Des bras m’enlacent perturbant ainsi mon équilibre et je me retrouve collé au matelas, la tête de ma sœur contre mon épaule. En cet instant où Axel me salue pour disparaitre tel un fantôme commence de joyeuses et bruyantes retrouvailles. Ania est venue en compagnie de mes deux parents, apparemment j’aurai dormi quelques jours comme ça. Pwah, c’est pour ça que j’ai l’impression d’avoir perdu quelques kilos ? Mes cheveux s’illuminent d’une pâle lueur sous ces intenses émotions, ma faiblesse est encore bien ressentie dans tout mon corps et je ne parle même pas des mouvements douloureux. C’est d’un soulagement, je me demande si vous vous en rendez compte… Se réveiller d’un cauchemar et réaliser que tout va bien, sortir des abysses des ténèbres pour rejoindre le paradis de la vie. Ma famille va bien, nous nous en sommes tous sortis. Malgré tout, il y a comme une fausse note et je tourne mon attention vers mon père qui me connait par cœur.
« Nous sommes désolé pour tout ça... »
Où veux-tu en venir papa ? Si je sens ta culpabilité, je ne…

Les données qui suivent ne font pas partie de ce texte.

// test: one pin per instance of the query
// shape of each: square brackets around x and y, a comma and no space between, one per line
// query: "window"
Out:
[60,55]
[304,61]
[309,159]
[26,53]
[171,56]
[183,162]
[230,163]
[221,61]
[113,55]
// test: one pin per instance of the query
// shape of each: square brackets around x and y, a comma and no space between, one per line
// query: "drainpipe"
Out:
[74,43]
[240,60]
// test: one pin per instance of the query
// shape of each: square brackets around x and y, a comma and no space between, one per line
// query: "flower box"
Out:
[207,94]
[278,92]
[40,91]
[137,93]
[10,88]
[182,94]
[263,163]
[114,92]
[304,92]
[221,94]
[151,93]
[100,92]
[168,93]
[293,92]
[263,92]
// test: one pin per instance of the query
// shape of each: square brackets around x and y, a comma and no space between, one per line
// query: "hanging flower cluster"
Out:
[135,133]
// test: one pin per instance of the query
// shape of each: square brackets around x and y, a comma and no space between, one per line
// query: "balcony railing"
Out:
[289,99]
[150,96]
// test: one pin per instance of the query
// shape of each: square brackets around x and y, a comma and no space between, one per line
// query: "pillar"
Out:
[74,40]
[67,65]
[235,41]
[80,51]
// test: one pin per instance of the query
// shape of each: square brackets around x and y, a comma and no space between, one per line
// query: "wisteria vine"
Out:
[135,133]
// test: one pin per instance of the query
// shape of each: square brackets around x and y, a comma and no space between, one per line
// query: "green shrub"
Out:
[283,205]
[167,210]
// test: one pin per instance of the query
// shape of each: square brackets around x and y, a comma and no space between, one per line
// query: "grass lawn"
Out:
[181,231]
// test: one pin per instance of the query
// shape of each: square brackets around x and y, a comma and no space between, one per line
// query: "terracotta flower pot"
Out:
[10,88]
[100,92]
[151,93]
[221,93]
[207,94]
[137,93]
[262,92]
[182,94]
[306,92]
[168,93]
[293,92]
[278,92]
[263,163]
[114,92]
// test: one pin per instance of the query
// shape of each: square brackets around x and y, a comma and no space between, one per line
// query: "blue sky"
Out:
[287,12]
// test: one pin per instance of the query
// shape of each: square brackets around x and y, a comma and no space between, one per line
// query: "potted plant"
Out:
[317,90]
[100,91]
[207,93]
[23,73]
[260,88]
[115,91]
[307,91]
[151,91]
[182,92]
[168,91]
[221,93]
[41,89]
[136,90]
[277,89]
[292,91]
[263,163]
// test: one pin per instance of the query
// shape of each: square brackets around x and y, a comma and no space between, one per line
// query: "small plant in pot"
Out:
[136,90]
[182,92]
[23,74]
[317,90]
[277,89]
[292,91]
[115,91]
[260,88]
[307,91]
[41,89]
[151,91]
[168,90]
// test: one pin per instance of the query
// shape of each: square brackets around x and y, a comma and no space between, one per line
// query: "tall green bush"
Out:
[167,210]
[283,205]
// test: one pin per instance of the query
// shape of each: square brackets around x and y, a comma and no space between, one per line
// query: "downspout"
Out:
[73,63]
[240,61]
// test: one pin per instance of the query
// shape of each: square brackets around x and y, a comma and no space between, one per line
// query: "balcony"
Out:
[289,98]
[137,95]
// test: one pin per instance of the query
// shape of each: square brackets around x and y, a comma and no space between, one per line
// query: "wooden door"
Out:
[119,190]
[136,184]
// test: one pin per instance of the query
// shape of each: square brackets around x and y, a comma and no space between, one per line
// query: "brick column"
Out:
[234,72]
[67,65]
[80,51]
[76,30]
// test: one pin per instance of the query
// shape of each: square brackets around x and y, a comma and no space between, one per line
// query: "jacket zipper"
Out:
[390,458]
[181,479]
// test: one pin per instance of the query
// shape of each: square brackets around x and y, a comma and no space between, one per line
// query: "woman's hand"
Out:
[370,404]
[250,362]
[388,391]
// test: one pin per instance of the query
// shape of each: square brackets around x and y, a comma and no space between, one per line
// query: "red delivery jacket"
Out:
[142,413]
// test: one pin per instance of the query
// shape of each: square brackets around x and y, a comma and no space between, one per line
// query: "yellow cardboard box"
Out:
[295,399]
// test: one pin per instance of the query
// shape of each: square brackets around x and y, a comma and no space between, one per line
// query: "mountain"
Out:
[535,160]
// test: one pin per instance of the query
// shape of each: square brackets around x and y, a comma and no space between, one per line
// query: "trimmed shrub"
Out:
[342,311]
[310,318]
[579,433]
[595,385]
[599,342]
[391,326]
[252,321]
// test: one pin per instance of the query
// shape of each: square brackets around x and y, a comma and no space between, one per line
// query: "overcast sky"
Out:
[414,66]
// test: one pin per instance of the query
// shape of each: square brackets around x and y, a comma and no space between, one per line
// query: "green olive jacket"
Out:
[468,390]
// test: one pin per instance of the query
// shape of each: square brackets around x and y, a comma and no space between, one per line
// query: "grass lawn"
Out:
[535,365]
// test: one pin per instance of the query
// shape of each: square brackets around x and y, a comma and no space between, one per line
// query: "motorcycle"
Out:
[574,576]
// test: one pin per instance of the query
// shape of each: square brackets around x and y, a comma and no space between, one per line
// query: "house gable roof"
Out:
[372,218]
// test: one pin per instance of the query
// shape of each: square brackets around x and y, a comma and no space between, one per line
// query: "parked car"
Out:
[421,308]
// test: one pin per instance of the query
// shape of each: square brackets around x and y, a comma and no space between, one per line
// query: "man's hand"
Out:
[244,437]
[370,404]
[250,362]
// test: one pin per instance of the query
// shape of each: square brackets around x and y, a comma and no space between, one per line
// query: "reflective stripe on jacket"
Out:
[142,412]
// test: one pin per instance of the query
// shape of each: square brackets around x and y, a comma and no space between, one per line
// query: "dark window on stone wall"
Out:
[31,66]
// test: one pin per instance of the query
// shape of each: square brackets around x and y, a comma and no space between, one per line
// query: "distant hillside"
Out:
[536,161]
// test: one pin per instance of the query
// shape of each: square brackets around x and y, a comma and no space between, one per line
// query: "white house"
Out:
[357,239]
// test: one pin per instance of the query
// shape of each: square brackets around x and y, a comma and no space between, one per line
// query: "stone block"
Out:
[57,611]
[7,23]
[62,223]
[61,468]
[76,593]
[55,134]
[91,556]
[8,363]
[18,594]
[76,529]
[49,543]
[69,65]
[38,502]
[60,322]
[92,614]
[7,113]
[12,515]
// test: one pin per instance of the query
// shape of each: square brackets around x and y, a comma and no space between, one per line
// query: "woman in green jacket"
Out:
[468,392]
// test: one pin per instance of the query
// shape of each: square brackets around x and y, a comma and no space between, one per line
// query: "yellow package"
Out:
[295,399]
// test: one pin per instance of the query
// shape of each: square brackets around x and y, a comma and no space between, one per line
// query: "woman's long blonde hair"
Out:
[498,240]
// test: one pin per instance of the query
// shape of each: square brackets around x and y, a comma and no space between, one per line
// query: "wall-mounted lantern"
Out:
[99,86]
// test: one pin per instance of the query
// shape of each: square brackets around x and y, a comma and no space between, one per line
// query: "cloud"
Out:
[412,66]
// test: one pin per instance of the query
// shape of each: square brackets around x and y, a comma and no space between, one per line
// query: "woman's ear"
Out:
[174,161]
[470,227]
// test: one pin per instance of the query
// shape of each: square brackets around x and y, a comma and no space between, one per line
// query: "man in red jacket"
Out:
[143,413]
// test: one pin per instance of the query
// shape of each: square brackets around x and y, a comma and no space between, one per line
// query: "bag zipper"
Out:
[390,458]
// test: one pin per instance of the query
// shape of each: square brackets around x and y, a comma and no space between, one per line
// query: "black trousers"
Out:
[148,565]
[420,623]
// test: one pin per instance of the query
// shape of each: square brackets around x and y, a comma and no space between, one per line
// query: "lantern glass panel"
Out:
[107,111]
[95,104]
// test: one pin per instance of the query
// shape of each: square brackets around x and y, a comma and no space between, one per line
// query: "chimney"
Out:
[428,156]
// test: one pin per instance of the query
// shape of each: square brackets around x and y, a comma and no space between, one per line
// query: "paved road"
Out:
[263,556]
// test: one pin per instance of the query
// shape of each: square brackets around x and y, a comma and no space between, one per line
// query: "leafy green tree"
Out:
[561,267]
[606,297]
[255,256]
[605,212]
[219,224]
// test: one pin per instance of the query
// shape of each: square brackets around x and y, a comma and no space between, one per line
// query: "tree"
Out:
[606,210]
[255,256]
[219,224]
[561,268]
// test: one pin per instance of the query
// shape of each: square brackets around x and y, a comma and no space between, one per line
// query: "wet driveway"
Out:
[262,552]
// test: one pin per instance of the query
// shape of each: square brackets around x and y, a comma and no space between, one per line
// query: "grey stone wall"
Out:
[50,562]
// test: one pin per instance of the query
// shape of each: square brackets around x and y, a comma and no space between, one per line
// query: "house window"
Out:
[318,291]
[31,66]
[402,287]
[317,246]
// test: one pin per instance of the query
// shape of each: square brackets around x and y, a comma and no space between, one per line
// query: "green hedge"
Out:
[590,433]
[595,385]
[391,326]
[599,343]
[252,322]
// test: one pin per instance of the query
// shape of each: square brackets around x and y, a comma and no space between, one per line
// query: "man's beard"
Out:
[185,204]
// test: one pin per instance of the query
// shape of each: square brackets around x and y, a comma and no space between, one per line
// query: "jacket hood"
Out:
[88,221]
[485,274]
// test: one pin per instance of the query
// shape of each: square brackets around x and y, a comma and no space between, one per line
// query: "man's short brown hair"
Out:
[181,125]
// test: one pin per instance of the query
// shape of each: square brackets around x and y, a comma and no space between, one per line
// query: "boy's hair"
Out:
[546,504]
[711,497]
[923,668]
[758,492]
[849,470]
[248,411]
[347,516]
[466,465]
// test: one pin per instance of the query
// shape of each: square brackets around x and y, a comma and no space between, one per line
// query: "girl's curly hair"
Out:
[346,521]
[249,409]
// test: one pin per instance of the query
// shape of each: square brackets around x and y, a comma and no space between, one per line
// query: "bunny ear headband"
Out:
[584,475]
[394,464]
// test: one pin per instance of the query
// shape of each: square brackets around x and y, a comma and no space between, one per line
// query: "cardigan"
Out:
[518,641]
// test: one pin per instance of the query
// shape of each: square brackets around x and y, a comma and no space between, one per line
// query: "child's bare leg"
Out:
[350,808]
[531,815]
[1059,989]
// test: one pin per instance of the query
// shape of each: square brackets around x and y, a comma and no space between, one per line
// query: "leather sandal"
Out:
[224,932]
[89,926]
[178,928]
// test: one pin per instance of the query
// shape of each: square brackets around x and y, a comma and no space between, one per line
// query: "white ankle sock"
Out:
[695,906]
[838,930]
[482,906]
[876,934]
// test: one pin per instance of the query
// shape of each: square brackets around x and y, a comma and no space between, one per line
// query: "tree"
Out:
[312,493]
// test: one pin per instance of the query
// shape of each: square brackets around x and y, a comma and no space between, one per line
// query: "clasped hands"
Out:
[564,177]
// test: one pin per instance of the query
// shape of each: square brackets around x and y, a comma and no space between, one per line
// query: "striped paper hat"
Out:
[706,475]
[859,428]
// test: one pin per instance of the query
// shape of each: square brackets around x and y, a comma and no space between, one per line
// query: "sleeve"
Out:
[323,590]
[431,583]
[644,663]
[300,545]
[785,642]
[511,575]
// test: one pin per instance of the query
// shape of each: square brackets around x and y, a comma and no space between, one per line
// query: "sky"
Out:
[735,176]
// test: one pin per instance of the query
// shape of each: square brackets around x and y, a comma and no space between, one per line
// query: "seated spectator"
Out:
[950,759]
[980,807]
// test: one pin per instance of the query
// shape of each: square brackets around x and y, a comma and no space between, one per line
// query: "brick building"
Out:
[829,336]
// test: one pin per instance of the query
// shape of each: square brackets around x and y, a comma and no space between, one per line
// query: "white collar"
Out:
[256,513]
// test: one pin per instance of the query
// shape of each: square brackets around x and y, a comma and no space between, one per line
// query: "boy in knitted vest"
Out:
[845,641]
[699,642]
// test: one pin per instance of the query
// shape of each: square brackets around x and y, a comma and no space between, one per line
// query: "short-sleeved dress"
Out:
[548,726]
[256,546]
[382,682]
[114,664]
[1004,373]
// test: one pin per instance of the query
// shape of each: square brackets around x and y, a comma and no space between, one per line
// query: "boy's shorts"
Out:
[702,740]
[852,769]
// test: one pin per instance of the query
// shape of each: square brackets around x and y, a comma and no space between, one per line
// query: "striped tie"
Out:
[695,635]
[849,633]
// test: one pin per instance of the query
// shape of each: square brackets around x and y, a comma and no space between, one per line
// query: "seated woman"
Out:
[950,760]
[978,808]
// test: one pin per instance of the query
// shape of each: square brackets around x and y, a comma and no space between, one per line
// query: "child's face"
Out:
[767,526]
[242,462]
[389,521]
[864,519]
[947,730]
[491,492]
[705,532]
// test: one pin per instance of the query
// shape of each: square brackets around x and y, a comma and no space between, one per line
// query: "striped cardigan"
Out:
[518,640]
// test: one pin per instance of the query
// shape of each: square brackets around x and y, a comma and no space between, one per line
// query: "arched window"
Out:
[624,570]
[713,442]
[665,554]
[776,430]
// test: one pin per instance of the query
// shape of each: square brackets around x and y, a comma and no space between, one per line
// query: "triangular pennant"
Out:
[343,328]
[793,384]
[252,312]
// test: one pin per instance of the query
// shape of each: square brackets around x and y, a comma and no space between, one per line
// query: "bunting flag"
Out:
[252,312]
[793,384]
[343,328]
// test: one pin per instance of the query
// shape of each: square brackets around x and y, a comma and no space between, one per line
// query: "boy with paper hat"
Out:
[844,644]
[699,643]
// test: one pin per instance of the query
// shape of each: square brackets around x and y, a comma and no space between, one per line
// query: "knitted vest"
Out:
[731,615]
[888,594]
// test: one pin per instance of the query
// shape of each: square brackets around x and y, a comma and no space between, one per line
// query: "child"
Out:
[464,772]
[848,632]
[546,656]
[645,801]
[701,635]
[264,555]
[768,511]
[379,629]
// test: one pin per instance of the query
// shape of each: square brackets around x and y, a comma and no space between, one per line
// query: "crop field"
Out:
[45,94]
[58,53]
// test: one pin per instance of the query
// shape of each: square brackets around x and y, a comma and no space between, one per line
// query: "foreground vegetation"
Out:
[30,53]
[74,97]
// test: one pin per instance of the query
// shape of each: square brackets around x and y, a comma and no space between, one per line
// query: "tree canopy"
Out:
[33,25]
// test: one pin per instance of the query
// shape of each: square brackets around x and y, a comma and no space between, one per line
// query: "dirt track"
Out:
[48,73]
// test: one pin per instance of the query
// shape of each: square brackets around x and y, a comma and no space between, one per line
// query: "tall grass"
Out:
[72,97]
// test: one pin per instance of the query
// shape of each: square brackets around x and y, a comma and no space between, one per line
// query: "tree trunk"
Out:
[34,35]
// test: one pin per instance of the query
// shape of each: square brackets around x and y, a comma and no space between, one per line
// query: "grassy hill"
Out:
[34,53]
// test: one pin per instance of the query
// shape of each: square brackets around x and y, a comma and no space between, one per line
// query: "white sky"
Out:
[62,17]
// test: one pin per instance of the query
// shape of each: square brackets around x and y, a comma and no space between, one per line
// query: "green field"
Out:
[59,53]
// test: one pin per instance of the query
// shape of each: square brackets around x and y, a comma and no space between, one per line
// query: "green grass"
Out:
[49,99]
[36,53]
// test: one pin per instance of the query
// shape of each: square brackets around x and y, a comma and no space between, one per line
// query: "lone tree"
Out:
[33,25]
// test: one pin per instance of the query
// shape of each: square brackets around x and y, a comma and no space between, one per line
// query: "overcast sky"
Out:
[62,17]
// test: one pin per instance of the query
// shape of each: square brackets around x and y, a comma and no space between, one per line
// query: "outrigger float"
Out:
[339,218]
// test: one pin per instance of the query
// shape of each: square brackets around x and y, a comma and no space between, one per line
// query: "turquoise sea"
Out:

« Je sais, je sais, tu n’es pas télépathe. Ta mère et moi sommes désolés de t’avoir menti. Je… Ne sais pas trop comment annoncer ça. J’ai beau y réfléchir, quelle que soit la tournure elle me semble trop brute. » Il pousse un soupir, renonçant visiblement à chercher une métaphore. « Nous ne sommes pas tes vrais parents, Miku. »
Mon regard s’agrandit, tout comme celui de ma sœur qui ne semble pas plus au jus que moi. Les mots du mages noirs résonnent à nouveau dans mon esprit. Ce ne sont même pas tes vrais parents, avait-il dit pour me déstabiliser, sans compter sur l’apparition d’Axel.
« Nous t’avons trouvé sur notre long pèlerinage en Earthland, au royaume d’Iceberg. Quelqu’un t’a laissé près de notre caravane avec un mot à notre attention. Nous n’av… - Pourquoi n’avoir rien dit ? Pourquoi ne pas nous l’avoir dit plus tôt ? »
Si ma mère avait été douce dans ses paroles qui se voulaient réconfortantes, Ania bouillonnait de rage intérieure. C’est vrai, elle ne devait même pas avoir deux ans quand c’est arrivé. Je n’écoute plus trop ce qu’elle vocifère, je me perds dans mes pensées comme si un voile était venu m’isoler dans une apathie absolue. Pas mes parents. Pas ma sœur. Quelque part, ces affirmations se réfutent d’elles-mêmes, elles ne sont pas problématiques en soit, ce qui l’est plus, c’est ce vide qui vient de naitre dans ma poitrine : Qui suis-je ? Comme au bord d’une falaise, j’ai l’interdiction de sauter tout en étant hanté par ce vertige menaçant, piégé entre deux mondes. Papa prend la défense de maman face à la tempête de questions d’Ania, la tension monte. C’est pour ça que j’ai une magie bizarre ? Je me redresse de mon lit et je me lève dans une grimace crispée de douleur, ils semblent y réagir car ils se sont tous tu.
« Mais qu’est-ce que vous racontez ? Je suis votre fils, Miku, et ça c’est ma sœur Ania. - Miku… - C’est vrai non ? Après tout, c’est quoi une famille, si ce n’est les gens sur qui l’on peut compter quel que soit l’instant, quel que soit le contexte ? Je m’en fiche si je suis adopté, personne ne vous a forcé à me garder, si ? Vous avez fait le choix de prendre soin de moi, de m’éduquer, et je suis fier d’être votre bambin blond surexcité. »
Je serre les poings, les muscles tendus jusqu’au visage au point de m’en briser les dents. Je ne veux pas pleurer et pourtant je sens les larmes monter, mes yeux s’humidifier contre ma volonté. A qui vais-je me rattacher si je n’ai plus de famille, plus de racine ?
« Vous êtes mes vrais parents, et personne ne vous remplacera jamais. »
Sur ces derniers mots, la famille Takyio déclare câlin général et je laisse tout sentiment d’égarement s’envoler dans les bras de ma mère. Les problèmes viendront plus tard, mais je serai prêt à les affronter un par un, parce que de merveilleuses personnes m’ont appris à vivre.